Giants acquire Peavy from Red Sox, but how much will he really help?
The Boston Red Sox got something for nothing on Saturday when they traded veteran right-hander Jake Peavy to the San Francisco Giants for pitching prospects Edwin Escobar and Heath Hembree. Peavy, who will be a free agent this fall, was 1-9 with a 4.72 ERA (83 ERA+) in 20 starts for Boston this season. But with Matt Cain on the disabled list with elbow inflammation and no timetable for a return, the Giants are hoping that the former Padres ace can recover some of his former glory by moving him to pitching-friendly AT&T Park and the National League.
That switch should benefit Peavy heading into free agency, but whether or not the move will stem his steady decline is unclear. Peavy’s strikeout rate dropped immediately upon his arrival in the American League at the 2009 non-waiver trading deadline (when he was shipped from the Padres to the White Sox) and has decreased further in each of the last two seasons even though strikeouts are trending upward league-wide. Likewise, Peavy’s walk and home run rates have increased in each of the last two years. The result is that the 33-year-old’s current rates of 7.3 K/9, 3.3 BB/9, 2.17 K/BB, and 1.5 HR/9 all represent his worst rate since his first full major league season in 2003, when he was 22. The impact of all of those declining peripherals is that Peavy, who was leading the American League in home runs allowed (20), has the tenth-worst ERA+ among all qualified pitchers this season (83). What’s more, he is one of just three of those ten pitchers to have a higher Fielding Independent Pitching ERA than his actual ERA, joining the Padres’ Eric Stults, who has allowed 20 home runs of his own, and major league home runs-allowed leader Marco Estrada of the Brewers.
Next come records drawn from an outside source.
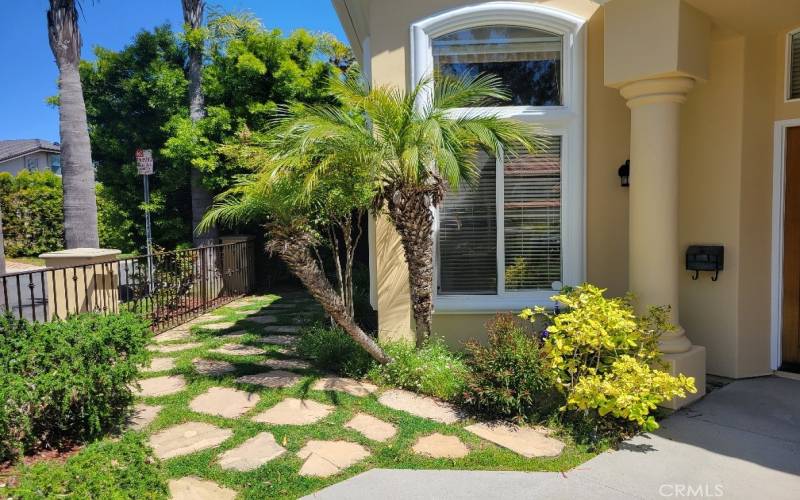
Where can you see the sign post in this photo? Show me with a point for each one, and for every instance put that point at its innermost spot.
(144, 164)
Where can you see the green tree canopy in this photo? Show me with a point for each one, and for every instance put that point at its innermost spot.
(136, 98)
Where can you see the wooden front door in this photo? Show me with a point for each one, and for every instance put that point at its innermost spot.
(790, 338)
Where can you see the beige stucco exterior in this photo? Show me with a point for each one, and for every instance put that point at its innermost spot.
(735, 57)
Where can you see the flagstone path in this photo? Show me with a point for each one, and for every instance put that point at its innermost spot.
(241, 382)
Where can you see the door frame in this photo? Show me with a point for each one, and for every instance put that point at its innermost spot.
(778, 205)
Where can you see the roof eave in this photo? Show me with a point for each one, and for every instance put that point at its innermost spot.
(352, 15)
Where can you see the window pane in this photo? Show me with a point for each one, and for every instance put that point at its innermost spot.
(532, 204)
(468, 236)
(794, 68)
(527, 60)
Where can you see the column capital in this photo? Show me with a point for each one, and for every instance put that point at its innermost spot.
(657, 90)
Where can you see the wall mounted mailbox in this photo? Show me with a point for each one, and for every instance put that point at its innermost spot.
(705, 258)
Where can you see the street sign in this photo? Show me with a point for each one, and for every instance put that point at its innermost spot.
(144, 164)
(144, 161)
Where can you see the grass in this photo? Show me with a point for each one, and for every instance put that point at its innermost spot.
(278, 478)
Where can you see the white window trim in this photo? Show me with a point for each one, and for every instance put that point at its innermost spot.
(566, 120)
(787, 83)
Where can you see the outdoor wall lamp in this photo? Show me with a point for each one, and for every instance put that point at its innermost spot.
(624, 173)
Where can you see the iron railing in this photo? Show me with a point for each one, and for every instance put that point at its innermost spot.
(169, 288)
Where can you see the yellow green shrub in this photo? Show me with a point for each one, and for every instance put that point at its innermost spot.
(605, 358)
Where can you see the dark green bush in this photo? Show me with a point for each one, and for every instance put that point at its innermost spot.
(66, 381)
(331, 348)
(433, 369)
(124, 469)
(508, 377)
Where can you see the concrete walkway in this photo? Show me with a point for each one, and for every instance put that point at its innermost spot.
(739, 442)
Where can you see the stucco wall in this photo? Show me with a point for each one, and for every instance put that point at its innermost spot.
(710, 183)
(608, 132)
(725, 183)
(17, 164)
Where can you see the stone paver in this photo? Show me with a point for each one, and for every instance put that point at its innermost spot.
(213, 367)
(278, 340)
(173, 347)
(252, 454)
(348, 385)
(161, 386)
(194, 488)
(159, 365)
(326, 458)
(421, 406)
(293, 411)
(264, 319)
(286, 364)
(233, 335)
(371, 427)
(526, 441)
(238, 350)
(142, 416)
(274, 379)
(224, 402)
(440, 446)
(171, 335)
(187, 438)
(223, 325)
(281, 329)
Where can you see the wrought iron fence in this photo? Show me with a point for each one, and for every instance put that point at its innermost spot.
(169, 288)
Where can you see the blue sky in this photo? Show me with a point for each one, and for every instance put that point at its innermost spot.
(29, 73)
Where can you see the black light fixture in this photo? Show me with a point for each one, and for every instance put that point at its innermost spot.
(624, 173)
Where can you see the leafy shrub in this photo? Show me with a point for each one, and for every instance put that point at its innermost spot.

Given all of that, the Red Sox did extremely well to get two solid pitching prospects in return for two months of Peavy, who is owed just shy of $5 million for the remainder of the season. Neither Estrada nor Hembree is a blue-chipper, but Estrada was rated the Giants' second-best prospect behind Kyle Crick by Baseball America and SB Nation’s John Sickels coming into the season, and Hembree is a hard-throwing right-handed reliever who has already appeared at the major league level.
A 22-year-old lefty with a low release point, Escobar excelled in A-ball and Double-A prior to hitting a bit of a rough patch in his Triple-A debut this year. He doesn’t have exceptional stuff, but what he has he knows how to use, to the degree that he struck out 10.2 men per nine innings between High-A and Double-A last year and was named the 56th-best prospect in the game entering this season by Baseball America. Since he won’t turn 23 until April and already has 20 Triple-A starts under his belt, Escobar has plenty of time to adjust to his level. He’s not expected to be much more than a mid-rotation starter, but his chances of fulfilling that projection are believed to be very high barring injury. At the very worst, his effectiveness against lefties (who have hit .188/.239/.208 against him this season), suggests Escobar could be a very effective matchup reliever.
Hembree, meanwhile, is a 6-foot-4, 25-year-old righty reliever who throws in the mid-90s with an excellent slider. It’s a fairly typical profile, but a valuable one nonetheless, and with Hembree having reigned in his control problems last year, he now boast a solid 3.54 strikeout-to-walk ratio to go with his 10-plus strikeouts per nine innings. Hembree was outstanding in nine relief appearances for San Francisco as a September call-up last year (7 2/3 IP, 4 H, 0 R, 2 BB, 12 K) and should find himself in the Boston bullpen no later than this September.
The Red Sox were able to land those two pitchers because of Peavy’s name value—he’s a three-time All-Star, a former Cy Young and pitching Triple Crown winner—and likely because Peavy’s first success came under current Giants skipper Bruce Bochy when both were in San Diego (Peavy led the majors with a 2.27 ERA for Bochy’s 2004 Padres). Despite his name and former accolades, it remains unclear how much Peavy will actually improve the Giants this season.
San Francisco has done well to keep pace with the Dodgers since blowing a 9 1/2 game lead in the NL West over the course of three weeks in June, and enters Saturday night’s game with a half-game lead over L.A. despite the triples-heavy drubbing they took from the Dodgers on Friday. A closer look, however, reveals that the Giants’ have been keeping pace by beating the weaker teams in the league, going 9-4 against the Padres, Diamondbacks, Marlins, and Phillies but 2-5 against the Cardinals and A’s over their last six series.
The Dodgers’ recent success has been similarly split, but L.A. gained the upper hand with their 8-1 win over San Francisco and Tim Lincecum Friday night and will aim to take a half-game lead in the division behind Clayton Kershaw on Saturday. As a result, it could be up to Peavy to help the Giants reclaim the lead in Sunday’s nationally televised series finale against Hyun-Jin Ryu. Peavy is entering a more friendly pitching environment at AT&T Park, but he’s also entering one with considerably higher stress than that of the last-place Red Sox. And as discouraging as Peavy’s peripherals have been the last two seasons, his track record in big games has been even more so. In six career playoff starts, including Game 163 of the 2007 season against the Rockies, Peavy has not turned in a single quality start and owns a 9.10 ERA.
Peavy should be an improvement over replacement starter Yusmeiro Petit, who owns a 6.32 ERA in six starts this season, but little more. The Red Sox, meanwhile, could have both pitchers they acquired in this trade on their major league roster by the end of next year. Meanwhile, Boston has now jettisoned two former All-Stars from their roster, the first being catcher A.J. Pierzynski, who just signed on with the Cardinals to attempt to help fill in for the injured Yadier Molina, but hasn’t clearly surrendered the season yet. However, with four straight losses to intra-division opponents heading into Saturday’s action and a 10 1/2 game deficit in their division, the Red Sox may be done after all.